[Biophp-dev] Pdraw filetype parser updated

S Clark biophp-dev@bioinformatics.org
Wed, 7 May 2003 23:52:04 -0600


On Wednesday 07 May 2003 10:31 pm, nicos@itsa.ucsf.edu wrote:
> I added the pdraw parser (there is a test file specific for this parser).
> Although I started with Sean's fasta parser, it changed quite a bit.  I
> guess I am simply more comfortable with this approach, and I think it
> will be easy to adapt the Genbank and Swissprot parsers using this
> approach.

What?  You deviated from my Sacred Style?  Blasphemy! :-)

Looks just fine to me, really.  Cool - I think we're onto an
overall winner for the general parsing system structure.

> Some questions/suggestions:
> - Can we rename the parser include file to delete the '_class' again?
> Those names get so long....

I've got no problem with that - appending "_class" is just a convention
I picked up on my own to distinguish files containing classes from those
containing e.g. random functions or regular scripts, but really I think
the existing .inc.php serves the same general purpose.  I say go for it.

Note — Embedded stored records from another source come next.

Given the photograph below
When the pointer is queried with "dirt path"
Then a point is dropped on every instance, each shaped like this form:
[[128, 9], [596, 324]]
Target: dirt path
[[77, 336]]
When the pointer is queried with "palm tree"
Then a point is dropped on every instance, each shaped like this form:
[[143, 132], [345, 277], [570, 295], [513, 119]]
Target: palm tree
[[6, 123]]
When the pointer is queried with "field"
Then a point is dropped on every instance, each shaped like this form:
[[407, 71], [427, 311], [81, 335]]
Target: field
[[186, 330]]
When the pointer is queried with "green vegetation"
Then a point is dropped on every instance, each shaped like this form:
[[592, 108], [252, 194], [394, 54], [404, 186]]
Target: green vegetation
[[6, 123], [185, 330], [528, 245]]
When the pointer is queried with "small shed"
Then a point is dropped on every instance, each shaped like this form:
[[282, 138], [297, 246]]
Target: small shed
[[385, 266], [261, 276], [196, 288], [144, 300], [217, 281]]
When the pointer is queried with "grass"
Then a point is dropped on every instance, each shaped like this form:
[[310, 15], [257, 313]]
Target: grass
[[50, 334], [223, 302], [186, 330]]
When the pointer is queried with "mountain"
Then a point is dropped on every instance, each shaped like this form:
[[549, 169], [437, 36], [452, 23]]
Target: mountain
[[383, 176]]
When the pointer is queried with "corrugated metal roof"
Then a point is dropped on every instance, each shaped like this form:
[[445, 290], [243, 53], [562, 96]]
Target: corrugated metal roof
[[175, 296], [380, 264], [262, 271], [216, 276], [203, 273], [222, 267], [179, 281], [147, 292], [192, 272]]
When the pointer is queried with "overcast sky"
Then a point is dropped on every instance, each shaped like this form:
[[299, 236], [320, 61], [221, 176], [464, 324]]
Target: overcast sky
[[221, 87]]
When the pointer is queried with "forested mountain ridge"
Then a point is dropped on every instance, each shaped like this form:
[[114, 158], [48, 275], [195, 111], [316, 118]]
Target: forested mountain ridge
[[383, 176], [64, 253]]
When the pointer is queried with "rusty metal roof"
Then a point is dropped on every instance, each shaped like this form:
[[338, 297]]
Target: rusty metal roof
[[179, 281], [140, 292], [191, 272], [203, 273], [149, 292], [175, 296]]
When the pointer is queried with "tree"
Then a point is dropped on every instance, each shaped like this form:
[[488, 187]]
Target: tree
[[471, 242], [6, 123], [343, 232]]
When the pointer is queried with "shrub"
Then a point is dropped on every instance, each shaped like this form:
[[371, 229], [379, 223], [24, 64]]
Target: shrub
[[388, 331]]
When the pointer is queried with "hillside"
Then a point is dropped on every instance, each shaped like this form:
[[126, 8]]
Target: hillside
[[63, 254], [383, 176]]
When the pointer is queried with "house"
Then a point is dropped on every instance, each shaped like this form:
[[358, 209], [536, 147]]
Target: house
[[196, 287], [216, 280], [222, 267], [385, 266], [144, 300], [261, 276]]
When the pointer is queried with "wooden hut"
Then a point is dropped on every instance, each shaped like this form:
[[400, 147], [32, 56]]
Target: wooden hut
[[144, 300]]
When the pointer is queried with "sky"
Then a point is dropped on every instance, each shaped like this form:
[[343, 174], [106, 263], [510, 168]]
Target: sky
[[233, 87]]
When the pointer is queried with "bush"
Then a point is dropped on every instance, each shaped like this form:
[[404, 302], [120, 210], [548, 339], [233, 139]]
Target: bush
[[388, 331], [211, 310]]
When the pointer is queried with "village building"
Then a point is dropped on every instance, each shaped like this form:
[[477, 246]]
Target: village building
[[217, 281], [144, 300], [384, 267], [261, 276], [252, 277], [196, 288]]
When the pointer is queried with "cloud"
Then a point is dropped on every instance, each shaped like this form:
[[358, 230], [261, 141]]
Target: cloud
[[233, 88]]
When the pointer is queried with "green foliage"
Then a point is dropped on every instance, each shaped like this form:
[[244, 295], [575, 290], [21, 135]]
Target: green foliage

One minor change we might think about doing soon is changing the class names 
slightly - the PEAR standards say that class names should always start with a
capital letter.  Not that we necessarily have to stick to that, but it might
be worth doing while there are relatively few classes to deal with.

> - Can we pass the data to the parsers by reference?  That can save quiute
> a bit of copying (need to remove that unset command in the parse
> constructor)

Hmmm, don't see why not.  That'd reduce peak memory usage a bit further, 
and slightly improve readability while it's at it.  Works for me.

> - Do we need to thinnk about closing files? 

Also a good idea, I think.

I'll go back and implement get-by-reference and "close the file handle if
there is one when you hit the last record" in the Fasta and Clustal parsers
and commit them tomorrow morning.